Los expertos consultados subrayan que no hay una relación causa-efecto entre el consumo de tóxicos (o los trastornos mentales) y el ejercicio de la violencia: “Todavía hay una idea patológica de la violencia, de que no forma parte del sistema y por lo tanto serían una serie de personas individualmente las que tienen un problema: es la que llamamos la ‘teoría del monstruo’”, apunta Ginés, quien también es investigador en el grupo sobre drogas y violencias de género del Departamento de Salud de la Generalitat de Catalunya.
Pero la teoría del monstruo se desmiente fácilmente. “En realidad ese hombre ejerce violencia únicamente sobre su pareja, no sobre los compañeros de trabajo ni los amigos,es lo que definimos como especificidad de la violencia”, apunta el psicólogo Oriol Ginés.
En la casa de la abuela se crió Luz y allí ha decidido empezar su nueva vida desde que, este verano, ya recuperada de la adicción, se le devolviera la tutela de sus hijos tras tres años separada de ellos. Luz no quiere salir con su verdadero nombre porque todavía necesita explicar a sus hijos por qué su padre estuvo en la cárcel, y tampoco quiere que en su nuevo trabajo sepan de la adicción que tenía. “Yo no le denuncié aunque me daba cuenta de que me estaba maltratando. Yo lo quería y quería seguir con él, pero me iba a matar”, confiesa Luz.
Después de la denuncia fue muy duro, recuerda Luz: “Tardas dos años hasta que hay sentencia y, mientras, esa persona está en la calle, y lo único que tienes es un teléfono. Yo en esos dos años tuve dos intentos de homicidio”. Y remacha: “cuando denuncias es cuando empieza el calvario, por eso es vital que una mujer no esté sola en esos momentos”.

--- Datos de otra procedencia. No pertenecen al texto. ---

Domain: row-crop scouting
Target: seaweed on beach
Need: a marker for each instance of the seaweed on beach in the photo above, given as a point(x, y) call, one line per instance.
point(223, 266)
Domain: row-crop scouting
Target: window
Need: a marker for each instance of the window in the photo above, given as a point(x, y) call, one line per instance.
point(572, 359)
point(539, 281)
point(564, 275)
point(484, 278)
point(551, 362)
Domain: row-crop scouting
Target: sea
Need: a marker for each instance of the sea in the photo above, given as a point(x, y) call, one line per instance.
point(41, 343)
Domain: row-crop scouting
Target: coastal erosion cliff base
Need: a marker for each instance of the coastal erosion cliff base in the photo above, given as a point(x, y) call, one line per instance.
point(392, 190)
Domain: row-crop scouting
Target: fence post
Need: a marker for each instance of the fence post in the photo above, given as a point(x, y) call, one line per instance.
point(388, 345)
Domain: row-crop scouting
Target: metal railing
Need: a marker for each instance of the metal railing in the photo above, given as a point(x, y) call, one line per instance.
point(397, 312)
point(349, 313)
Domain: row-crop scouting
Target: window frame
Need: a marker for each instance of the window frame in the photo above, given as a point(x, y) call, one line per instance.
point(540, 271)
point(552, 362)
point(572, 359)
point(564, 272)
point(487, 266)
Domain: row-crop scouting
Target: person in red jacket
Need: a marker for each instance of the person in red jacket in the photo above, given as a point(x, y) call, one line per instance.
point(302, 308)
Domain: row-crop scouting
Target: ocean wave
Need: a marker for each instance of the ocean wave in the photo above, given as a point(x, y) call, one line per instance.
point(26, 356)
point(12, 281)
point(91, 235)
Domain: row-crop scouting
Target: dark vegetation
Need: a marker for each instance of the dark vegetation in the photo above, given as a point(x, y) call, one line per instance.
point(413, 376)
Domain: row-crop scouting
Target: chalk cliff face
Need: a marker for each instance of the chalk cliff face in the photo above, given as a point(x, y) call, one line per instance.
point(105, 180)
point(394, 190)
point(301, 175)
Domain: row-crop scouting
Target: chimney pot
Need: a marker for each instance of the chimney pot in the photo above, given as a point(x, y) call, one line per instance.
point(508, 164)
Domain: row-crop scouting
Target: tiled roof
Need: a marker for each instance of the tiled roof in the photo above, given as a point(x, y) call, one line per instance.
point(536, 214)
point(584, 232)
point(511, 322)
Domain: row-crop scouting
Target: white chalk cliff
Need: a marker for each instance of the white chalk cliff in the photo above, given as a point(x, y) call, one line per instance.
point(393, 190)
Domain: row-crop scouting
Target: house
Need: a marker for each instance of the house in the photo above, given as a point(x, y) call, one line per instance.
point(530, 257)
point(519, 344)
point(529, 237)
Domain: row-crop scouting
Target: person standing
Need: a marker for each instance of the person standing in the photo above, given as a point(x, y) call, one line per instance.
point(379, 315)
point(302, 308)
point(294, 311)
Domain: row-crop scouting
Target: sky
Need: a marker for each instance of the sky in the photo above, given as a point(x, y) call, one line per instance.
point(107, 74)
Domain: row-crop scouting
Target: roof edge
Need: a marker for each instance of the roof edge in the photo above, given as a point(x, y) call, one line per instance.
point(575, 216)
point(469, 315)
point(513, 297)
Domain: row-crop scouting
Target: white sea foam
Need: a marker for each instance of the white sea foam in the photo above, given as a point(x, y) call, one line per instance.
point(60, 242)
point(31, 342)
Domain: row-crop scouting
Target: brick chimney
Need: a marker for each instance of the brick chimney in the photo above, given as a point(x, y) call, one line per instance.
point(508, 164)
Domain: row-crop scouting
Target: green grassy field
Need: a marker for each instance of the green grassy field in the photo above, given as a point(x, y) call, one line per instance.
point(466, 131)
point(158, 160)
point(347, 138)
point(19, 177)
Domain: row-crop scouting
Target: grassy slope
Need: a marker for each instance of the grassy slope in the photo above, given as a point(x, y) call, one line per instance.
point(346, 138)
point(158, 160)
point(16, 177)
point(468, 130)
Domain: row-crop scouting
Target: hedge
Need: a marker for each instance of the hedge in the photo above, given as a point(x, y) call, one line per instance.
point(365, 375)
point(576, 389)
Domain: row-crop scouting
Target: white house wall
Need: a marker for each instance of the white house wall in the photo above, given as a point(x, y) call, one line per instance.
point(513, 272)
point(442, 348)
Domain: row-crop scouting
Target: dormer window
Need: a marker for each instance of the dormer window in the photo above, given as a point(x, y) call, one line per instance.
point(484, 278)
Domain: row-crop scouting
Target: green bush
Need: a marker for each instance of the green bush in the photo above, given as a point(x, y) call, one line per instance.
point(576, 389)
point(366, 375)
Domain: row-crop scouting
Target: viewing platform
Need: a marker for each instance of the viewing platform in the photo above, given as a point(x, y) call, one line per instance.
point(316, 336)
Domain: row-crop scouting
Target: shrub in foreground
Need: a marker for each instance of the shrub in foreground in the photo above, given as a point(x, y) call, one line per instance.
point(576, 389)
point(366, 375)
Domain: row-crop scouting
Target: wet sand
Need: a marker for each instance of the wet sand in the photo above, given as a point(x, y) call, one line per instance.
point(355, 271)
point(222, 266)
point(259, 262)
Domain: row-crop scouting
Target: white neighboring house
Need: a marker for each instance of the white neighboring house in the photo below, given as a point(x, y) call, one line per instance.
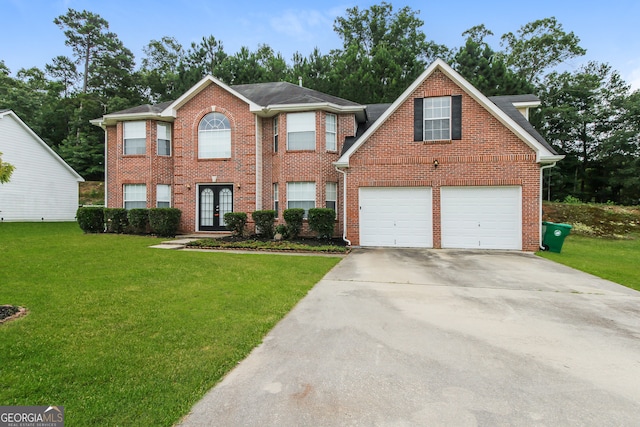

El ex de Luz tuvo tres sentencias. Una, de dos años de prisión por maltrato habitual, de los que solo cumplió seis meses por buena conducta. Las otras ya son firmes, pero aún las tiene que cumplir: una de 18 meses por dos quebrantamientos de la orden de alejamiento y otra de 10 meses por lesiones. “Ha pasado casi un año desde ambos juicios y él todavía está fuera. Y yo, mientras, con la Atenpro”, dice Luz con cansancio.